Central core disease, also known as central core myopathy, is an autosomal dominantly inherited muscle disorder present from birth that negatively affects the skeletal muscles. It was first described by Shy and Magee in 1956. It is characterized by the appearance of the myofibril under the microscope.

Signs and symptoms

The symptoms of CCD are variable, but usually involve hypotonia at birth, mild delay in child development, weakness of the facial muscles, and skeletal malformations such as scoliosis and hip dislocation.
CCD is usually diagnosed in infancy or childhood, but some patients remain asymptomatic until adulthood to middle age. While generally not progressive, there appears to be a growing number of people who do experience a slow clinically significant progression of symptomatology. These cases may be due to the large number of mutations of ryanodine receptor malfunction, and with continued research may be found to be clinical variants.

Pathophysiology

Central core disease is inherited in an autosomal dominant fashion.
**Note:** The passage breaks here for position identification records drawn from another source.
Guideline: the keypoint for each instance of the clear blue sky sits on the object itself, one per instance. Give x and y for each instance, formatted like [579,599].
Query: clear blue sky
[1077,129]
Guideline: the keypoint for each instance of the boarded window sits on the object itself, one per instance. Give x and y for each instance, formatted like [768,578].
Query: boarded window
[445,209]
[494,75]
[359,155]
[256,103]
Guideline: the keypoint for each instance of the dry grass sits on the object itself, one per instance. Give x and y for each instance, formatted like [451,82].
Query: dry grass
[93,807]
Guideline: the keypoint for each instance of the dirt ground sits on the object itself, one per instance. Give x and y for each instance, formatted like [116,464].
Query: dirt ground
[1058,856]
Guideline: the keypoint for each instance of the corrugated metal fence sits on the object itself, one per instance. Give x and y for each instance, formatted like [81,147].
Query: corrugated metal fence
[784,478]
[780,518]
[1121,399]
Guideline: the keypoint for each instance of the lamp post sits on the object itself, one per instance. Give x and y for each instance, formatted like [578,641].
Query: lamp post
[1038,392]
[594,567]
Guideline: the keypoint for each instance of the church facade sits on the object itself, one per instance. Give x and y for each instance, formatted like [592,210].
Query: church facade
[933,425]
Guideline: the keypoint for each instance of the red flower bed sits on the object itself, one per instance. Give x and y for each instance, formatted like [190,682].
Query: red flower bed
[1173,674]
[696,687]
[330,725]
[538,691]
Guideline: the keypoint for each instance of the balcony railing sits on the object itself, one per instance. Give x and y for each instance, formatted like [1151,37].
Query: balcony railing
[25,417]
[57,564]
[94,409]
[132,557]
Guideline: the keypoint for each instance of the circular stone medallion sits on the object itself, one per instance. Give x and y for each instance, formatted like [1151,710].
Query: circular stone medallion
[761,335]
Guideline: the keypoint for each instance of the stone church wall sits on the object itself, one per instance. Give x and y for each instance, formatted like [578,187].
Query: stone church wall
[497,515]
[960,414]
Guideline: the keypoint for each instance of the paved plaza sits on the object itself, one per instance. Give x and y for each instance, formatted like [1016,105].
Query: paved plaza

Most cases have demonstrable mutations in the ryanodine receptor type 1 gene, which are often de novo. People with CCD are at increased risk for developing malignant hyperthermia when receiving general anesthesia.

Diagnosis

The diagnosis is made based on the combination of typical symptoms and the appearance on biopsy from muscle. The name derives from the typical appearance of the biopsy on light microscopy, where the muscle cells have cores that are devoid of mitochondria and specific enzymes.
Respiratory insufficiency develops in a small proportion of cases. Creatine kinase tend to be normal and electromyography shows short duration, short amplitude motor unit action potentials.

Treatment

There is no specific treatment but triggering anesthetics are avoided and relatives are screened for RYR1 mutations as these may make them susceptible to MH.